William Quarrier’s philanthropy was shaped by his own experience of childhood poverty in Glasgow and driven by his Christian faith. He founded the Orphan Homes of Scotland, now Quarriers Homes, in 1871 and first established a refuge for children in Glasgow. The Quarriers Homes project, begun in in 1876, took the form of a village, intended to give children the care they needed in a setting as close to a normal family life as possible. They were placed in cottages with houseparents, in a village with a school, a fire station, hospitals, farms, shops and a church. William Quarrier and his family are buried within the church grounds, and it is here where the recent ceremony took place. Any children who passed away while resident in the home were to be buried alongside William Quarrier and his family.
It is clear that the charity’s founder had every intention of giving a family, stability, safety, education and opportunity to children who found themselves without. It is clear now, however, that many of the approximately 30,000 children who were resident in the village between 1878 and the 1980s experienced none of these things.
Some of the problems which led to the lack of care and therefore to the emergence of abuse lie in governance; some in supervision; and some in the sheer scale of the project. These problems have been echoed throughout the provision of residential childcare in Scotland.
Quarriers as it exists now is run by a Board of Trustees. These trustees interview for their positions and have diverse backgrounds and experiences. Like in any other profession they must provide references and are subject to PVG checks. But the PVG scheme was only established by the Protection of Vulnerable Groups (Scotland) Act 2007 and is now managed by Disclosure Scotland, itself founded in 2002.

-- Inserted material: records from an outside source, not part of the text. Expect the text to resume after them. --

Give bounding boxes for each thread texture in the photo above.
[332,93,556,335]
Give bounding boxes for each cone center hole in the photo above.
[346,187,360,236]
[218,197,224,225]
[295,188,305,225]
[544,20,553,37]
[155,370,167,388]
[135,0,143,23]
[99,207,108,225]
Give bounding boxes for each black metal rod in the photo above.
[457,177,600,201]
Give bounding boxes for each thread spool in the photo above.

It was stated in evidence given to the Scottish Child Abuse Inquiry that, historically, the recruitment process for the Quarriers Board of Trustees (formerly the Council of Management) was less robust. The general approach to recruiting was that prospective members had to be of “good standing” within the community and would benefit the organisation in some way. There was, therefore, huge potential for unqualified or unsuitable individuals to be given a position of substantial power.
This extends to the employment of houseparents and other general staff later employed within Quarriers. The houseparents were not trained or qualified in social care – they were normal people, usually with a trade or other employment (the house father at least had to have full time employment; in the earlier years the house mother was responsible for the running of the cottage), tasked with caring for high numbers of vulnerable children. It was inevitable that those children would not receive the level of attention and care that had been lacking so far in their short lives.

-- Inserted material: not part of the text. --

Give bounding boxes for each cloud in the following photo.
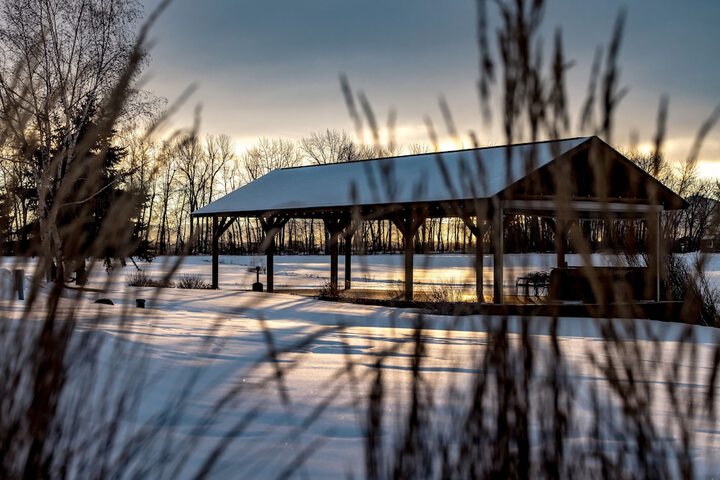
[140,0,720,179]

It is not clear that the houseparents were supervised closely by the Board of Managers, and the evidence of many survivors suggests that the local authority did not play a significant role in checking up on life within the cottages. Despite the independent nature of Quarriers, there was statutory provision for inspections by the local authority, as well as the removal of a child should their welfare require it, in the Social Work (Scotland) Act 1968 and, prior to that, the Children & Young Persons (Scotland) Act 1937.
Despite the good intentions behind the founding of the Quarriers village a large number of children faced systematic abuse throughout their time there. If anyone had thought to just look beyond surface level of that seemingly idyllic community it would have been obvious, but nobody did. Instead, those who were left without the care and protection they desperately needed faced a lifetime of unnecessary and avoidable difficulty.